In light of the above, the Court holds that Mercado’s non-compliance with her duty to
supplement Facebook-related discovery responses when she regained access to said account and
Civil No. 16-2195 (ADC)
Page 9
her subsequent deletion of the Facebook account warrant a sanction. See Sharp, 872 F.3d at 42.
Nonetheless, the Court does not find that Mercado has “stooped to the level of fraud on the
court,” for which dismissal of the instant case for that reason is not warranted. See Aoude, 892
F.2d at 1119. Rather, and adverse-inference jury instruction is an appropriate sanction here. See
Astro-Med, Inc., 591 F.3d at 20.
IV.
Conclusion
Walmart’s motion to dismiss for fraud on the Court and supplemental motion, ECF Nos.
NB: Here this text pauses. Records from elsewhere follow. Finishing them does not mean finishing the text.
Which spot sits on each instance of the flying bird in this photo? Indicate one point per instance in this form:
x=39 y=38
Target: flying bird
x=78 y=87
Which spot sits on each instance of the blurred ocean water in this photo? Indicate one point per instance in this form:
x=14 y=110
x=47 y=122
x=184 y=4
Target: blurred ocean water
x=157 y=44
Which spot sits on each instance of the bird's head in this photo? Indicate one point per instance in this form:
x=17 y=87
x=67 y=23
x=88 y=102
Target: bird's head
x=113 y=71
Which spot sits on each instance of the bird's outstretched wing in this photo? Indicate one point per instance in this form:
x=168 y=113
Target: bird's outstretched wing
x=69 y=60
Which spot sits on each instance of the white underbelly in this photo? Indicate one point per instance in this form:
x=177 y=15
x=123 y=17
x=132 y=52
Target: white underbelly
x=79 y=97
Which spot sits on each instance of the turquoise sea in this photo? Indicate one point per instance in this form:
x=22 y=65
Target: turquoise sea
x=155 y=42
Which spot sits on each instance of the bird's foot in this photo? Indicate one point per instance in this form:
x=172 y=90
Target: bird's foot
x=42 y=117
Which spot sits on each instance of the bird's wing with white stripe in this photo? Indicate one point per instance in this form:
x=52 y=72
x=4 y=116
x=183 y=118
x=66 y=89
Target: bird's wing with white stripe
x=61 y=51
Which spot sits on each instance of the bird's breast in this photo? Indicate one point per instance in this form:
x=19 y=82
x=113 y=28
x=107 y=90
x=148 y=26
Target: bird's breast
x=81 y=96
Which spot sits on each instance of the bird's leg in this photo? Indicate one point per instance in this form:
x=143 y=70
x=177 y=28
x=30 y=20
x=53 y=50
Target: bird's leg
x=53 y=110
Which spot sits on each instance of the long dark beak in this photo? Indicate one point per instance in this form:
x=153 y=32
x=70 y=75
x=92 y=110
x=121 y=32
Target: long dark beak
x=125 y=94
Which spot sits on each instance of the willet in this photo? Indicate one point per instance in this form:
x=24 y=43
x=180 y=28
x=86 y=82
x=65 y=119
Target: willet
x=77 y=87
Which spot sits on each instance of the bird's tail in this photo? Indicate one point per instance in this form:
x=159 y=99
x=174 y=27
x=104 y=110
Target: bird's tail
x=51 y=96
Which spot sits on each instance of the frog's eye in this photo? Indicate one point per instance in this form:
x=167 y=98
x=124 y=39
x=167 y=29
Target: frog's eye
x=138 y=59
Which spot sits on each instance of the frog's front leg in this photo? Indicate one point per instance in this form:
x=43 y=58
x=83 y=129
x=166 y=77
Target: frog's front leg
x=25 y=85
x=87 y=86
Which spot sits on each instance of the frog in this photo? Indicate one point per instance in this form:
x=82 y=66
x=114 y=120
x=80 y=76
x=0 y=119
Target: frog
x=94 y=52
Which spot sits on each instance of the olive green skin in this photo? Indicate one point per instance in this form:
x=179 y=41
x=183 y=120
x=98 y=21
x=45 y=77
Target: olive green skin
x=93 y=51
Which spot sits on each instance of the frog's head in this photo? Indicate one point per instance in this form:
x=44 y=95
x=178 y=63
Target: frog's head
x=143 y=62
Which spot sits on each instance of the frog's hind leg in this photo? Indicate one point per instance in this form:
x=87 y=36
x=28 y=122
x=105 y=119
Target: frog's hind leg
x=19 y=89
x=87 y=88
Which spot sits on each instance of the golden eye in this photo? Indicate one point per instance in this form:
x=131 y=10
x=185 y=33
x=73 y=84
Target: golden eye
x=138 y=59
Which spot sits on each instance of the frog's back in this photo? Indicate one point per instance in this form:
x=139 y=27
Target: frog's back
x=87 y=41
56, 64, are GRANTED IN PART AND DENIED IN PART. Specifically, Walmart’s request for
dismissal is denied. However, the Court hereby imposes as sanction an adverse inference
regarding the content of Mercado’s Facebook page and her deletion of the related account.
Accordingly, Walmart shall submit a proposed adverse-inference jury instruction to that effect
before trial.
SO ORDERED.
At San Juan, Puerto Rico, on this 15th day of July, 2019.